I'm very curious about the jump obfuscation. Maybe somebody who's done more reve...

mahmoudimus · 2025-01-21T01:47:10 1737424030

There's some other cool tricks you can do, where you symbolically execute using angr or another emulator such as https://github.com/cea-sec/miasm to be able to use control flow graph unflattening. You can also use Intel's PIN framework to do some interesting analysis. Some helpful articles here:

- https://calwa.re/reversing/obfuscation/binary-deobfuscation-...

- https://www.nccgroup.com/us/research-blog/a-look-at-some-rea...

russdill · 2025-01-21T00:55:19 1737420919

Unconditional jumps are very common and everything in x86 assembly is very very messy after optimizations. Many functions do not end in ret.

jychang · 2025-01-21T02:16:33 1737425793

How do functions that not end in ret work?
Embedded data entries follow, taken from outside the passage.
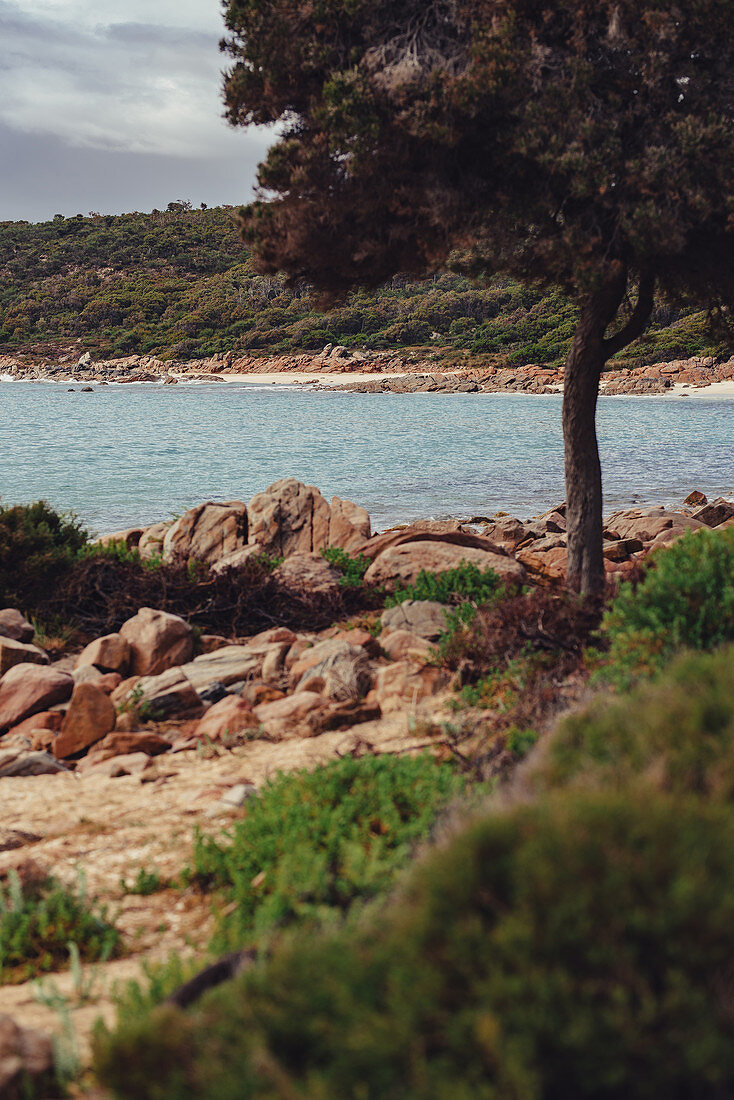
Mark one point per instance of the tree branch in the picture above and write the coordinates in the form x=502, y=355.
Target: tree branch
x=639, y=318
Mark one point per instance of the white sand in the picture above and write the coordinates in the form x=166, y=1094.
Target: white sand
x=715, y=389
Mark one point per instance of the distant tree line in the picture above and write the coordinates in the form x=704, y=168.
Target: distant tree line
x=179, y=284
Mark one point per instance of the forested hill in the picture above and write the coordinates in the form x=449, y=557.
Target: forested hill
x=178, y=284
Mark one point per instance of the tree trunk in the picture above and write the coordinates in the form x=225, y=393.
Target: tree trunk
x=583, y=474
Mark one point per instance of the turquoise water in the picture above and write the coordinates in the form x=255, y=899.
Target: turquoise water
x=135, y=453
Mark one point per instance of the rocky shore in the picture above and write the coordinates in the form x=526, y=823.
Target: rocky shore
x=378, y=372
x=111, y=752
mananaysiempre · 2025-01-21T04:40:56 1737434456

A function with an unlikely slowpath can easily end up arranged as

    top part
    jxx slow
    fast middle part
  end:
    bottom part
    ret
  slow:
    slow middle part
    jmp end

There may be more than one slow part, the slow parts might actually be exiled from inside a loop and not a simple linear code path and can themselves contain loops, etc. Play with __builtin_expect and objdump --visualize-jumps a bit and you’ll encounter many variations.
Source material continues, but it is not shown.